A VERDADEIRA VERDADE

Não posso partir, quando começo a pensar em qualquer assunto, em tentar descobrir as razões para a conclusão que quero chegar. Não posso partir do princípio de que "eu acho isto", e buscar os porquês, não posso pensar de trás para frente. Não posso fazer isto porque acabaria vendo apenas os caminhos que me levariam à conclusão que desejo, e isto pode excluir caminhos de pensamento que me levem à Verdade (considerando-se que existe uma Verdade, mesmo que esta seja intermediária entre os dois tipos de respostas que inicialmente coloco como possíveis). Se quero chegar à uma verdade devo partir dos dados concretos, consolidados, da realidade, e também das possibilidades, do real e do que pode ser real, e tentar encontrar todas as possíveis conseqüências e hipóteses a partir destes dados.

O que leva o indivíduo que pensa a, às vezes, colocar-se a pensar desta forma "errada"? Possivelmente, a sua motivação, consciente ou não. Empiricamente podemos observar que se conversamos com um interlocutor que não gostamos, há uma tendência maior de discordarmos de suas idéias do que se conversássemos com uma pessoa na qual estamos apaixonado. Outra motivação pode ser a moral vigente. Nos religiosos praticantes é mais comum de se notar este fato: eles podem partir das conclusões taxativas do que devem e não devem fazer (e geralmente são mais "nãos", proibições, do que permissões), podem partir das conclusões para as explicações, que boa parte das vezes são absurdas sob a ótica da Filosofia e da Lógica. Como já escrevi acima, estes exemplos são empíricos: não vi nenhum "estudo científico" que comprove os dados que citei, mas o fato de usar estes exemplos também serve para ilustrar o que quero dizer.

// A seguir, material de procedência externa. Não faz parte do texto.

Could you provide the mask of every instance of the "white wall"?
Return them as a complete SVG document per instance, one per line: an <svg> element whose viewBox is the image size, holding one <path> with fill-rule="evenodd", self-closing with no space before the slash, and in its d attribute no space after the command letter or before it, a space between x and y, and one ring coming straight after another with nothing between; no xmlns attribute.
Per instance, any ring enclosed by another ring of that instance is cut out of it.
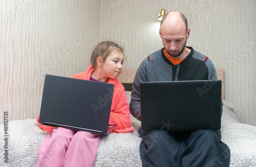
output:
<svg viewBox="0 0 256 167"><path fill-rule="evenodd" d="M125 68L163 47L158 14L178 11L188 19L187 45L225 69L225 100L240 121L256 125L256 2L253 0L101 0L100 37L124 46Z"/></svg>

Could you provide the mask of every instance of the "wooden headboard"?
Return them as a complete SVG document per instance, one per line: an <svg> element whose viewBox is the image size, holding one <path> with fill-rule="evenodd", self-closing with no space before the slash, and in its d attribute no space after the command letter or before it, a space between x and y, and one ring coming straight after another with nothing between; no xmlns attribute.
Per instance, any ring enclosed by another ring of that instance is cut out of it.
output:
<svg viewBox="0 0 256 167"><path fill-rule="evenodd" d="M118 77L118 80L124 86L126 91L132 91L132 84L133 83L134 77L136 74L137 69L123 69L120 76ZM222 93L221 98L224 100L225 98L225 78L224 69L216 69L218 79L222 81Z"/></svg>

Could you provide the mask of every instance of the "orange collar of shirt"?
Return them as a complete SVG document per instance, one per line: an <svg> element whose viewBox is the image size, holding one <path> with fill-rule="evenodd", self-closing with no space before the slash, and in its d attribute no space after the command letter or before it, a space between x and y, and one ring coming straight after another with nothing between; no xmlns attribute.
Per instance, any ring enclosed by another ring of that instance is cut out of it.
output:
<svg viewBox="0 0 256 167"><path fill-rule="evenodd" d="M170 61L172 62L172 63L174 65L180 64L180 63L181 62L182 62L182 60L184 60L184 59L174 59L172 57L170 57L169 55L168 55L168 54L167 53L166 51L165 50L165 49L164 49L163 53L164 53L164 55L165 56L165 57L168 59L169 59L169 60Z"/></svg>

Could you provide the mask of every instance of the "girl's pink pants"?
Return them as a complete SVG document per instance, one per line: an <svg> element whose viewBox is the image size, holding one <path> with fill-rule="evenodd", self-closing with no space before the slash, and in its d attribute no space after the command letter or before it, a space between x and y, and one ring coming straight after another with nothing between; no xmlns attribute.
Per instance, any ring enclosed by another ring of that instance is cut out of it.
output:
<svg viewBox="0 0 256 167"><path fill-rule="evenodd" d="M93 166L100 135L57 128L38 151L37 166Z"/></svg>

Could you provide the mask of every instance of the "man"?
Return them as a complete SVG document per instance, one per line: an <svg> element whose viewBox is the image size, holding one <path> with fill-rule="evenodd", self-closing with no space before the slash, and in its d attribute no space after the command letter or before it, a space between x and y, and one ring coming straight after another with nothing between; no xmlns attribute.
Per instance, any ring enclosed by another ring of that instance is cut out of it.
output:
<svg viewBox="0 0 256 167"><path fill-rule="evenodd" d="M185 46L190 29L183 14L167 13L161 22L159 35L164 47L142 62L133 83L130 111L140 121L140 82L217 79L211 61ZM221 141L220 130L166 132L140 129L138 132L142 138L140 153L143 166L229 166L230 151Z"/></svg>

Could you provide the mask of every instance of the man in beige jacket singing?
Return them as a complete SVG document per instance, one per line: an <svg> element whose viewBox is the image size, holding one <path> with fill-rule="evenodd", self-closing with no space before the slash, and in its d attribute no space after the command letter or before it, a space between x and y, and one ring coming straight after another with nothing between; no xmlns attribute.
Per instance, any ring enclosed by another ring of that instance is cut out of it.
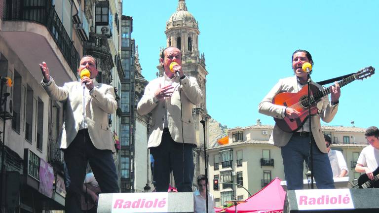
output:
<svg viewBox="0 0 379 213"><path fill-rule="evenodd" d="M87 70L89 76L83 76L80 81L66 83L63 87L55 84L45 63L39 67L43 76L41 84L52 99L64 105L59 142L64 154L65 210L81 212L80 195L87 162L103 193L119 191L112 156L114 143L108 119L108 114L114 113L117 107L114 89L96 81L98 71L92 56L83 57L77 69L79 76Z"/></svg>
<svg viewBox="0 0 379 213"><path fill-rule="evenodd" d="M282 92L297 93L307 84L307 72L302 70L303 65L308 62L312 65L313 61L310 53L306 50L298 50L292 54L292 69L295 76L279 79L268 93L259 104L259 112L277 118L296 119L300 112L291 106L285 106L272 103L275 96ZM311 82L319 89L322 86ZM287 181L287 189L302 189L303 187L303 162L308 162L309 154L310 132L313 154L313 169L317 188L334 188L333 174L330 163L327 154L326 145L321 129L320 119L329 122L334 117L338 109L341 90L338 83L331 87L331 101L328 96L322 98L317 103L317 113L307 119L303 125L297 131L286 132L275 124L269 142L279 146L281 149L284 175ZM311 130L309 121L311 122Z"/></svg>
<svg viewBox="0 0 379 213"><path fill-rule="evenodd" d="M196 79L184 74L180 50L165 49L159 61L164 74L148 84L137 106L141 115L152 113L148 147L153 159L153 182L156 191L167 192L172 171L178 191L191 192L195 145L192 109L203 94Z"/></svg>

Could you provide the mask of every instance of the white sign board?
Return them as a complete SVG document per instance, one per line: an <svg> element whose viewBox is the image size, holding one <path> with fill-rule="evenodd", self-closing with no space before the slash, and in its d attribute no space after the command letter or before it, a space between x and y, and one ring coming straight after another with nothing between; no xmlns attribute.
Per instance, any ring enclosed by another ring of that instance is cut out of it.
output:
<svg viewBox="0 0 379 213"><path fill-rule="evenodd" d="M166 213L168 193L114 194L112 213Z"/></svg>
<svg viewBox="0 0 379 213"><path fill-rule="evenodd" d="M295 190L299 210L354 209L349 189Z"/></svg>

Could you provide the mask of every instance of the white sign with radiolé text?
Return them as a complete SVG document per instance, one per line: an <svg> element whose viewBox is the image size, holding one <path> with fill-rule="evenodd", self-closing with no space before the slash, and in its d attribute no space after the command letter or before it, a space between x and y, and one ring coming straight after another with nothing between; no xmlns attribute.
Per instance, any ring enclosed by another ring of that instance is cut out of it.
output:
<svg viewBox="0 0 379 213"><path fill-rule="evenodd" d="M349 189L297 190L299 210L354 209Z"/></svg>
<svg viewBox="0 0 379 213"><path fill-rule="evenodd" d="M166 213L168 193L114 194L112 213Z"/></svg>

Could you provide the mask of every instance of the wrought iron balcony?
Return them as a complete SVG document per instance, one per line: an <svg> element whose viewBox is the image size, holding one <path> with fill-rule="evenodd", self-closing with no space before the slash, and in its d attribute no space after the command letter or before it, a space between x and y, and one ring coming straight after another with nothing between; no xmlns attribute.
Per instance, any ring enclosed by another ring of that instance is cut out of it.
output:
<svg viewBox="0 0 379 213"><path fill-rule="evenodd" d="M101 60L101 79L98 80L101 83L110 84L112 81L111 69L114 67L114 63L111 53L108 37L106 36L90 32L89 41L85 45L87 54Z"/></svg>
<svg viewBox="0 0 379 213"><path fill-rule="evenodd" d="M223 168L231 167L232 161L224 161L221 163Z"/></svg>
<svg viewBox="0 0 379 213"><path fill-rule="evenodd" d="M261 181L262 182L261 185L262 186L262 188L263 188L265 186L268 185L268 183L269 183L270 182L271 182L271 180L268 179L262 179L261 180Z"/></svg>
<svg viewBox="0 0 379 213"><path fill-rule="evenodd" d="M216 163L213 164L213 170L218 170L220 168L220 164L218 163Z"/></svg>
<svg viewBox="0 0 379 213"><path fill-rule="evenodd" d="M59 148L59 144L55 140L50 142L50 155L48 162L63 169L63 152Z"/></svg>
<svg viewBox="0 0 379 213"><path fill-rule="evenodd" d="M237 166L242 166L242 159L237 160Z"/></svg>
<svg viewBox="0 0 379 213"><path fill-rule="evenodd" d="M350 163L351 164L351 169L355 169L355 166L357 165L357 161L351 161L350 162Z"/></svg>
<svg viewBox="0 0 379 213"><path fill-rule="evenodd" d="M261 158L261 166L274 166L274 159L272 158Z"/></svg>
<svg viewBox="0 0 379 213"><path fill-rule="evenodd" d="M30 21L47 28L63 57L76 74L79 54L51 4L51 0L4 1L3 21Z"/></svg>

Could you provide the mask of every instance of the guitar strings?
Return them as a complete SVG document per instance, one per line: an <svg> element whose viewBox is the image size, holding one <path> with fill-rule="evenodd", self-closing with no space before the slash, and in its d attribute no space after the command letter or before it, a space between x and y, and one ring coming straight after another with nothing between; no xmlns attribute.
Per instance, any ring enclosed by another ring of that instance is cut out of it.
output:
<svg viewBox="0 0 379 213"><path fill-rule="evenodd" d="M339 82L339 84L341 84L340 85L340 87L342 87L343 86L345 86L345 85L349 83L350 83L352 82L354 80L355 80L355 74L351 75L351 76L347 77L344 80L343 80L340 82ZM329 93L330 93L330 89L331 87L329 87L327 88L325 88L325 89L322 90L322 91L319 91L317 92L316 92L315 94L312 95L310 96L310 100L311 103L315 102L315 96L317 97L318 96L320 96L319 97L318 97L317 98L317 100L318 100L319 98L322 98L323 97L328 95ZM322 96L321 96L322 95ZM295 103L295 104L293 104L288 107L290 107L291 108L296 108L298 107L300 107L302 106L304 106L305 104L307 104L309 103L308 97L306 97L304 99L302 100L300 102L297 102ZM307 108L307 107L306 107Z"/></svg>

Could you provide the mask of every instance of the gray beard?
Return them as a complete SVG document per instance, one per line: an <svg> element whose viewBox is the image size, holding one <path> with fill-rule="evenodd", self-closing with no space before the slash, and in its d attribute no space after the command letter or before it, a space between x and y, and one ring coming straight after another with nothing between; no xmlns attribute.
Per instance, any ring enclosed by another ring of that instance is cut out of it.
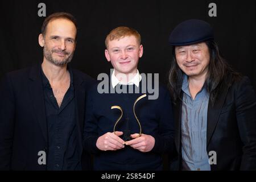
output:
<svg viewBox="0 0 256 182"><path fill-rule="evenodd" d="M47 49L46 46L44 47L43 53L44 57L48 61L58 67L62 67L68 63L70 63L74 55L74 52L73 52L68 57L64 59L63 61L60 61L59 60L53 59L52 57L53 52Z"/></svg>

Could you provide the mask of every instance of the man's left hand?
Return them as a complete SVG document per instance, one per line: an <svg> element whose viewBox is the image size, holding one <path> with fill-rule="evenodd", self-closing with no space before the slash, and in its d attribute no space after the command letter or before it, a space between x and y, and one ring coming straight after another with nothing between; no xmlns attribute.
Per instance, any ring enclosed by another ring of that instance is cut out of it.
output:
<svg viewBox="0 0 256 182"><path fill-rule="evenodd" d="M155 138L151 135L143 134L141 135L141 136L138 137L138 133L131 135L131 137L134 139L126 142L125 144L130 146L142 152L150 151L155 146Z"/></svg>

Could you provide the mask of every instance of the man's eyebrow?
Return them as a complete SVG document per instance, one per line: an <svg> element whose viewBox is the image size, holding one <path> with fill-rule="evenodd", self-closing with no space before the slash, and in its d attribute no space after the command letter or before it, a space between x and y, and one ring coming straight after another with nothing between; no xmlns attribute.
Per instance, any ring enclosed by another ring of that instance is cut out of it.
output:
<svg viewBox="0 0 256 182"><path fill-rule="evenodd" d="M50 36L50 38L61 38L61 36L58 36L58 35L51 35ZM71 39L71 40L74 40L75 41L75 39L74 38L70 38L70 37L67 37L67 38L65 38L65 40L67 40L67 39Z"/></svg>
<svg viewBox="0 0 256 182"><path fill-rule="evenodd" d="M179 50L179 49L182 49L183 48L184 48L184 46L179 46L179 47L176 47L176 49L177 50Z"/></svg>

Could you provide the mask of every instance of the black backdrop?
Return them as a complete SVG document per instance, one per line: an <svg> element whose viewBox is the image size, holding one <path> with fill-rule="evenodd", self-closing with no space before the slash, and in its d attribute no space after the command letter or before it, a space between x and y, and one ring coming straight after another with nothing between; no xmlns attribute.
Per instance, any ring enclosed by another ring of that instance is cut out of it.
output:
<svg viewBox="0 0 256 182"><path fill-rule="evenodd" d="M144 55L139 70L159 73L167 83L171 53L170 32L184 20L198 18L210 23L221 53L237 71L249 77L256 88L255 1L1 1L0 77L5 73L42 61L38 35L44 17L56 11L72 14L79 23L78 42L72 67L97 78L109 73L104 56L106 35L113 28L126 26L142 36ZM217 16L210 17L210 3L217 5Z"/></svg>

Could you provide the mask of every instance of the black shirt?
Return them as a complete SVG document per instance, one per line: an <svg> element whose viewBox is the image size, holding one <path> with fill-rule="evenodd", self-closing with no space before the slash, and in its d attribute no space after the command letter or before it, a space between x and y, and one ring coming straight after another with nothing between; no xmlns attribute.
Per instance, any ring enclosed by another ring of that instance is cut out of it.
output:
<svg viewBox="0 0 256 182"><path fill-rule="evenodd" d="M47 170L80 170L81 146L78 139L73 75L59 107L49 81L41 69L48 128Z"/></svg>

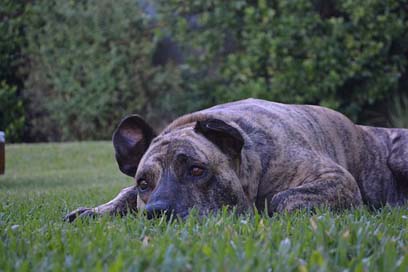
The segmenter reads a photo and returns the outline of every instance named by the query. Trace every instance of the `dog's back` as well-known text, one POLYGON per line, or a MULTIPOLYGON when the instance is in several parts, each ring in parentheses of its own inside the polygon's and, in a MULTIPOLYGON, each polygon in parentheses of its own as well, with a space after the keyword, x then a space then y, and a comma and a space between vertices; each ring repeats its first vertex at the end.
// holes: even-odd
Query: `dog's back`
MULTIPOLYGON (((302 166, 308 161, 316 164, 319 161, 316 157, 319 157, 349 171, 360 187, 363 200, 370 205, 399 203, 407 197, 408 186, 401 184, 408 182, 398 182, 395 177, 398 170, 398 180, 408 180, 407 130, 394 130, 396 141, 391 139, 390 129, 361 127, 341 113, 324 107, 259 99, 231 102, 195 112, 175 120, 166 130, 206 118, 221 119, 243 132, 243 156, 251 157, 249 163, 253 165, 249 168, 261 169, 256 177, 253 176, 261 185, 271 187, 271 180, 288 187, 302 182, 294 180, 295 177, 307 179, 306 173, 304 177, 299 175, 302 166), (398 152, 395 151, 397 142, 398 152), (390 154, 394 154, 391 167, 390 154)), ((272 186, 270 190, 282 189, 272 186)))

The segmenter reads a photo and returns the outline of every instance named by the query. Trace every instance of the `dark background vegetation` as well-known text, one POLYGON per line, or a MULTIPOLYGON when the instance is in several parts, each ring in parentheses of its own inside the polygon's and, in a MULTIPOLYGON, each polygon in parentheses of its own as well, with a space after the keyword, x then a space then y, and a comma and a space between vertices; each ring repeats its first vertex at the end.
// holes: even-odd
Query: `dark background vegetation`
POLYGON ((109 139, 246 97, 408 127, 407 0, 2 0, 8 141, 109 139))

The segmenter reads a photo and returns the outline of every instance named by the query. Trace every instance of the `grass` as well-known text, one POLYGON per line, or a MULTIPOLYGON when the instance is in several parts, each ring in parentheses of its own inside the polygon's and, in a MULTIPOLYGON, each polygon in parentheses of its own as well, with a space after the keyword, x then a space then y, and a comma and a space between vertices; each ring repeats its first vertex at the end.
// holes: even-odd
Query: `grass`
POLYGON ((407 207, 68 224, 68 211, 131 184, 111 144, 9 145, 6 152, 0 271, 408 271, 407 207))

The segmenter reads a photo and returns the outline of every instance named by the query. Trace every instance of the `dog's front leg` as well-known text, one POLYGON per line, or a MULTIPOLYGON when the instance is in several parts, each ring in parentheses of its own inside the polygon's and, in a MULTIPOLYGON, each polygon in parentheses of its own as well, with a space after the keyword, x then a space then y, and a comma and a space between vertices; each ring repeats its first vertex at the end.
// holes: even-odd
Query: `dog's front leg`
POLYGON ((317 207, 341 210, 361 204, 362 197, 356 180, 339 165, 322 167, 304 183, 267 199, 269 215, 317 207))
POLYGON ((125 215, 128 211, 137 211, 136 186, 130 186, 122 189, 114 199, 95 208, 78 208, 67 214, 64 217, 64 220, 72 222, 79 217, 95 217, 103 214, 125 215))

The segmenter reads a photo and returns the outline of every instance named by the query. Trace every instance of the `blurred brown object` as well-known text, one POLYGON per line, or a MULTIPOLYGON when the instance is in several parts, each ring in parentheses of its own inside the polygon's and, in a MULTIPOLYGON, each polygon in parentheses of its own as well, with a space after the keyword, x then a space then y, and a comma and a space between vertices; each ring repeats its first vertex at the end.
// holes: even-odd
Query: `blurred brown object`
POLYGON ((0 175, 4 174, 6 164, 5 151, 6 137, 3 131, 0 131, 0 175))

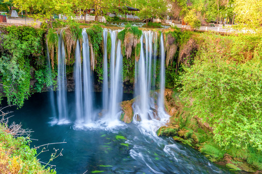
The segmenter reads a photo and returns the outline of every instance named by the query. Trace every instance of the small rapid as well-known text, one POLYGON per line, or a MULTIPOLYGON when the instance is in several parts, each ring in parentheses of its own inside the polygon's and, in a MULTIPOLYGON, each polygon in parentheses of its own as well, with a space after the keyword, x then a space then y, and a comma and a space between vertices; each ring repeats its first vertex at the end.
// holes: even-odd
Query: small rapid
MULTIPOLYGON (((91 51, 84 29, 82 50, 79 41, 75 49, 75 91, 66 92, 65 52, 62 30, 58 44, 57 91, 49 93, 48 101, 45 100, 45 94, 34 95, 24 108, 16 112, 18 120, 28 123, 29 128, 35 131, 34 138, 44 137, 33 144, 66 140, 66 145, 58 145, 65 149, 63 157, 54 162, 60 173, 83 173, 87 170, 108 174, 228 173, 191 147, 156 134, 157 130, 165 126, 170 118, 164 104, 166 57, 163 34, 143 32, 140 57, 135 62, 134 93, 128 95, 123 92, 123 56, 118 32, 103 30, 103 81, 102 92, 98 93, 93 92, 91 51), (107 47, 108 34, 110 48, 107 47), (110 49, 108 58, 108 49, 110 49), (134 98, 133 121, 127 124, 120 120, 123 114, 120 103, 134 98), (33 101, 35 103, 31 103, 33 101), (51 105, 39 104, 34 108, 54 111, 56 108, 49 107, 57 103, 57 113, 39 113, 41 123, 44 123, 39 125, 37 120, 31 119, 30 116, 33 114, 26 108, 40 101, 51 105), (48 121, 50 115, 56 116, 55 124, 48 121)), ((40 157, 48 162, 49 156, 41 154, 40 157)))

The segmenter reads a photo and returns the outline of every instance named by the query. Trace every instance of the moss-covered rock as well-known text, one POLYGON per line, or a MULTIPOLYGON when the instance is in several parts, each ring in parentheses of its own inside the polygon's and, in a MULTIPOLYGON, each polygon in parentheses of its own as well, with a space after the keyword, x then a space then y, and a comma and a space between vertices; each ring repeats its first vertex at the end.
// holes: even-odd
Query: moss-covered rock
POLYGON ((126 123, 130 123, 133 121, 133 108, 132 105, 134 99, 128 101, 124 101, 121 102, 121 107, 123 112, 121 115, 120 119, 126 123))

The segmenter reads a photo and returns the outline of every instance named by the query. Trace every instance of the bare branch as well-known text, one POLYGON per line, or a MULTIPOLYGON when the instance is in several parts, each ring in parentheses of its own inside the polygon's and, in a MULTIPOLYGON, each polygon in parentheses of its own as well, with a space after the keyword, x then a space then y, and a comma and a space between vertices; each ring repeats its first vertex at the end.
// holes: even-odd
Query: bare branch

Se existe um filósofo que tivesse chegado às verdades fundamentais, e resolvesse escrever um livro, e nesse livro ele escrevesse o que é realmente importante, o que é realmente importante, este livro chegaria então em branco às livrarias, pois quem já chegou à Verdade, sabe que é isto, a vida, a morte, o mundo, tudo: nada realmente importa! Mas existe este filósofo honesto? Existe! E onde estão seus livros, sua obra? Ora, mas não acabei de te dizer que o livro estaria em branco!? Que editor publicaria um livro assim, intitulado "A Verdade" e com as páginas em branco? E veja bem, se o filósofo chegou realmente à conclusão que nada é importante, porque se importaria em escrever um livro, porque se importaria mesmo em dizer para alguém o que ele descobriu? Nada importa, quando eles descobrem isto, nada é nada mesmo, ou seja, tudo! Tudo não tem importância nenhuma, nenhuma, a vida, a morte, blá-blá-blá tudo o mundo o universo, as plantinhas Deus o resultado do jogo de futebol comer aquela mulher a reencarnação, a reeleição. Tudo, nada. É por isto que este livro não existe e nunca vai existir. Quero dizer: se eu quiser, posso agir como todos, e ser um impostor: descubro a Verdade, essa verdade. Mas se eu não publicar, como vou vender, ganhar dinheiro, sobreviver? Então amanhã eu poderia lançar um livro chamado "A verdade", com as páginas em branco. Aquela história que eu te disse lá em cima, de que nenhum editor publicaria, não é verdade. Já existem livros totalmente em branco, só que tem outros títulos. É um ótimo negócio: não gasta-se dinheiro com tinta de impressão, cria-se um pequeno escândalo literário, o autor é chamado para uma entrevista no talk-show da meia noite, seus quinze minutos de fama, onde poderia dizer frases vazias, mas de efeito ( exemplo: "A página em branco exige um ritmo próprio de leitura, cada pessoa deve encontrar o seu; quando mais rápido se tentar ler, maior a sua chance de perder algum significado que está nas entrelinhas...") para uma platéia babaca, que não tem coragem de abandonar o vazio alheio e mergulhar no seu próprio. E vende alguns exemplares! Pode acreditar, por mais maluco que isto seja, e as pessoas não usarão o livro como uma agenda um diário, um bloco de rascunhos, mas deixarão na estante, para sempre em branco, como se lá estivesse mesmo a verdade e ela não pudesse ser maculada por uma tinta em suas páginas.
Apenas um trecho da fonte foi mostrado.